God Is Always Faithful to His People
God is always faithful to His people. How important it is to remember that truth! Even during a season of thanksgiving, we’re prone to worry. Fear is a built-in part of our emotional circuitry. Sometimes we feel overwhelmed by world events or with personal circumstances. As we watch television newscasts or check the headlines on the Internet, we can feel our hearts racing. We’re worried about our children, our grandchildren, and their futures. We’re concerned about wars and rumors of war. We’re angry about the discrimination being lobbed against Christians around the world, and we’re heartsick at the rapid decline of moral and spiritual values.
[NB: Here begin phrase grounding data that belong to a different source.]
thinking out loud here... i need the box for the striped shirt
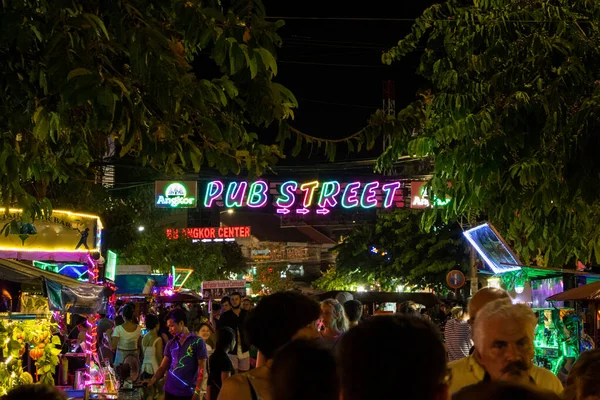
[444,318,472,362]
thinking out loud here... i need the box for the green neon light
[172,266,193,289]
[106,250,117,281]
[33,260,58,273]
[156,183,196,208]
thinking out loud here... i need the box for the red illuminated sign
[166,226,251,241]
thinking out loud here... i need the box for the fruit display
[0,319,61,394]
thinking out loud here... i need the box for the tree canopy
[0,0,297,218]
[376,0,600,268]
[314,209,468,293]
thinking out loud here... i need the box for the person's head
[399,301,419,315]
[114,315,124,326]
[454,381,561,400]
[196,323,214,342]
[321,299,349,332]
[564,348,600,400]
[242,298,253,311]
[473,299,536,385]
[246,291,321,360]
[339,315,447,400]
[343,300,363,327]
[221,296,232,313]
[2,384,67,400]
[451,306,468,321]
[272,340,339,400]
[121,304,134,322]
[468,288,510,322]
[230,292,242,310]
[145,314,160,333]
[215,327,236,353]
[166,308,188,337]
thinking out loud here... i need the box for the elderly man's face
[476,316,534,384]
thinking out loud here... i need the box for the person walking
[218,292,250,373]
[111,304,142,366]
[444,306,472,362]
[147,309,208,400]
[207,327,236,400]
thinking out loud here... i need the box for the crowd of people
[6,288,600,400]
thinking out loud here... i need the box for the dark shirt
[218,309,250,354]
[163,334,208,397]
[208,350,235,400]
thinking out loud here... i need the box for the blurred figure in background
[207,327,236,400]
[3,384,67,400]
[563,348,600,400]
[343,300,363,328]
[218,291,321,400]
[339,314,448,400]
[445,306,472,362]
[453,381,560,400]
[241,298,253,312]
[195,322,216,354]
[271,339,339,400]
[111,304,142,366]
[319,299,348,349]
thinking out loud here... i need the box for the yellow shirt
[448,355,563,396]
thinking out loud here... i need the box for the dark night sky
[261,0,438,163]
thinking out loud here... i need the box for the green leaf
[255,48,278,76]
[67,68,93,81]
[84,13,110,40]
[30,25,43,42]
[51,335,62,346]
[33,107,49,141]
But remember what Sheila Walsh says: “Life is tough, but God is faithful.”
My friend Charles Swindoll put it this way: “When trials come, remember that God is faithful. Contrary to what your circumstances may seem to tell you, God hasn’t abandoned you. Forget what the cynics tell you. God hasn’t forgotten you. God is faithful. We can trust that He’s working out His purposes for our ultimate good (Romans 8:28). When you doubt whether God has kept His promise never to desert you or forsake you (Hebrews 13:5), remember that He’s the faithful Creator (1 Peter 4:19). This means He can never lie (Hebrews 6:18)…. Rest in Him…. Because He is faithful and powerful, we can entrust our entire life to Him.”3
This is the time of year our minds whipsaw from electioneering to thanksgiving, but come what may, don’t grow restless, troubled, or panicked. You’re under God’s providential care. Our God is faithful to His promises, His plans, and His people.
He is faithful to you. He always has been; He always will be.
1 Edmund Starling, Starling of the White House (Chicago: Peoples Book Club, dated as 1916), 75.
3 Charles R. Swindoll, Insights on James, 1 and 2 Peter (Grand Rapids: Zondervan, 2010).